If the first vague images from Curiosity seemed pale beside science fiction fantasies of life on Mars, this high resolution (and colour-adjusted) picture of Mount Sharp is sublime and awe-inspiring. The 18th century writer Edmund Burke said the glorious horror of the sublime is evoked in us by phenomena that might threaten our existence. The immense cliffs, screes and gullies of this mountain vista, set in an atmosphere too weak to sustain humans, reveal a landscape of lifeless grandeur that surely inspires such mixed emotions. It is a marvellous place that eerily mirrors the most spectacular sights on earth, from the Grand Canyon to the Sahara.
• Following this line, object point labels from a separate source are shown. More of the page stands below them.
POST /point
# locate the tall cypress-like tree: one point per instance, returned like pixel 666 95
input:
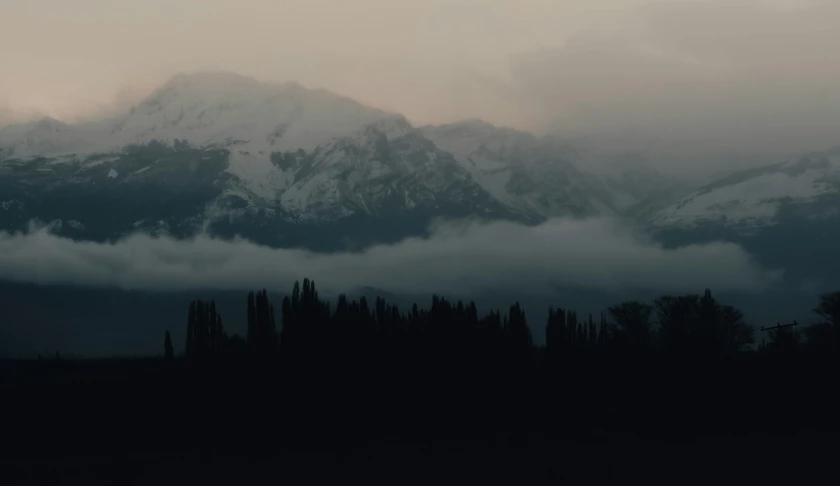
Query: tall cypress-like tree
pixel 168 351
pixel 189 350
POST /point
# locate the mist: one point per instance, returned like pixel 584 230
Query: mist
pixel 691 86
pixel 458 257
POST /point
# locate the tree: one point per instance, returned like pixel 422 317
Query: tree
pixel 168 351
pixel 829 309
pixel 633 321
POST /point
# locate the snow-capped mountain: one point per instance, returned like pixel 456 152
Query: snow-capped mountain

It is easy to see from this picture why Nasa has chosen Mount Sharp as a destination for its most sophisticated robot explorer yet. Curiosity's job is to search for evidence that Mars could have once supported life. The exposed strata that can be seen here must contain, like rock strata on earth, a rich geological history of Mars. Evidence of ancient life-supporting conditions may be found here if anywhere.

Yet "rich" may not be the word. How much chance is there of even the tiniest fossil life form being encountered by Curosity? On Earth, the remote ancient rocks of places like the Burgess Shales in Canada contain weird forms such as the early Cambrian creepy-crawly Hallucigenia. Go for a walk nearly anywhere and you can find fossils of some kind. You don't have to look long, in other words, to find evidence of ancient life in Earth's rocks. Meanwhile in this desolate Martian landscape a machine sent by Earth's most ambitious life forms will pick over the pebbles in search of the merest trace of the possibility of life.

This picture is thrilling and it is terrifying. It is a mirror of Earth's rocky architecture if somehow our planet became lifeless.

Meanwhile on Earth, Republican presidential hopeful Mitt Romney was making the speech of his life as he launches his bid to run the world's most powerful democracy. "President Obama promised to begin to slow the rise of the oceans and heal the planet", he said. "My promise ... is to help you and your family."

And that's when the scientific magnificence of this photograph turns to dread. While we gaze in wonder at a dead planet, what is happening to the living one? The start of Curiosity's mission has coincided with a summer full of danger warnings for life on earth. Suddenly, debates and pseudo-debates about climate change are ancient history. The record melting of Arctic ice this summer points clearly to ice-free summers in the Arctic in the near future. Nasa itself, not long before its Mars mission touched down, discovered startling satellite evidence of an equally dramatic melting of the ice sheet on Greenland. Even former sceptics are accepting the reality and urgency of a change in the life of the Earth caused mainly by human activity.

Mars is a beautiful place, as this picture shows, but it is majestically dead. The universe appears to be full of places like that. What no one has so far found much trace of is a place like this: a planet that jumps with life. Earth is a miracle, quite possibly the greatest miracle in the entire cosmos. It is now proven beyond any reasonable doubt that we are playing dangerously with the very fabric of that miracle, endangering the biological balances of our amazing world. Endangering ourselves. In this picture we look on a dead world. Do those silent strata reveal the Martian past, or our future?